Sciascinoso is a variety of red grape from Campania in the south of Italy.

The clusters and berries are large. The cluster is slightly conical or cylindrical. It produces very colourful wines which are drunk within a year. It is usually blended with Piedirosso and Aglianico wines. About 440 hectares were under cultivation in 1999. Sciascinoso is used to make red Lacryma Christi wine.

== Ampelographic characteristics ==

The growing tip is open, fluffy, with a slightly reddish tinge. The whitish young leaves are also hairy. The medium to large leaves are lobed and strongly sinuate. The petiole sinus is U-shaped. The serrated blade is sharp. In autumn, the leaves change colour orange to deep red. The cone- or cylinder-shaped grape clusters are large. The oval berries are medium in size and the colour ranges from deep blue to violet.
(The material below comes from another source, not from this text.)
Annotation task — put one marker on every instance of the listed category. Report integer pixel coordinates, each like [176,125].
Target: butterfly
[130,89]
The Sciascinoso ripens late, about 30 to 35 days after the Chasselas varietal.

== Synonyms ==

The Sciascinoso is also known as Avellinese, Cascolo, Cascolone, Foscopeloso, Livella, Livellone, Olivella, Olivella Bastarda, Olivella Bastardo, Olivellone, Sancinoso, Sancionosa, Sanginoso, Sangionoso, Sanguinosa, Sarcinosa, Sciascinoso, Sciascinuso, Sciasconoso, Strascinatolo, Strascinuso, Uva Di Avellino, Uva Di S. Severino, Uva Pane Rossa, and Uva Sanseverino.